Daren Barnarse
Daren Barnarse

As the old saying goes, if it ain’t broke, don’t fix it. But if you haven’t got anything to fix in the first place, then why not make something yourself?

That’s exactly the mode of thinking that led Daren Banarsë to become the first person to 3D print a melodica, originally a child’s instrument that looks like a cross between a harmonica and a piano.

Banarsë took up the melodica when he became disenchanted with the piano, realising its design wasn’t exactly complementary to the human form. He found it more comfortable to play a hand-held instrument.

“Eventually I wanted to play something that works well with the human body, so the melodica was the one,” the 42-year-old says.
With a penchant for Irish music, Banarsë had concerns about turning up to the pub with something that looked as though it had been prised from the hands of a toddler.

“We’d sit around a table and play the old tunes, but the image just isn’t right and also it’s slightly shrill sounding,” he says. “So I thought that I just had to build one and it’s got to be my next project.”

His tenacity meant that he couldn’t give up until he’d realised his dream, he had no choice but to make one and after a journey lasting six months he finally unveiled his labour of love.

The keys are coated in ivory and the wood is recovered from an old piano. And as he brings it to his lips to give it a blast, it’s clear he hasn’t sacrificed substance for style. Sitting at his kitchen table and closing my eyes, I could almost be in a Dublin boozer sitting next to The Pogues.

Attempts at buying a 3D printer and taking a complete DIY approach failed, and he eventually had to digitally render each component and send it off to a company in the Midlands.

Banarsë recalls: “Even just printing out one of the keys on the cheaper printer was just a mess, there were technical things that just didn’t work with it and it would always be slightly off. I didn’t realise how exact a melodica had to be. “It needs to be airtight and there’s so many points that need to fit perfectly.”
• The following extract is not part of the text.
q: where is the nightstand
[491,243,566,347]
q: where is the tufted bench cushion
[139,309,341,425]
The finished article makes the piles of shop-bought melodicas that lie in his flat, a converted shipping container in Poplar’s Trinity Wharf, look like they might have been purchased at the Early Learning Centre.

Banarsë’s instrument is the product of months of painstaking research and a passion to make the perfect instrument. Having proved it can be done, he feels it won’t be long until 3D printing will be in regular use.

“It’s definitely the future,” he adds. “We’ll all soon have our own printing rooms, the technology is there.”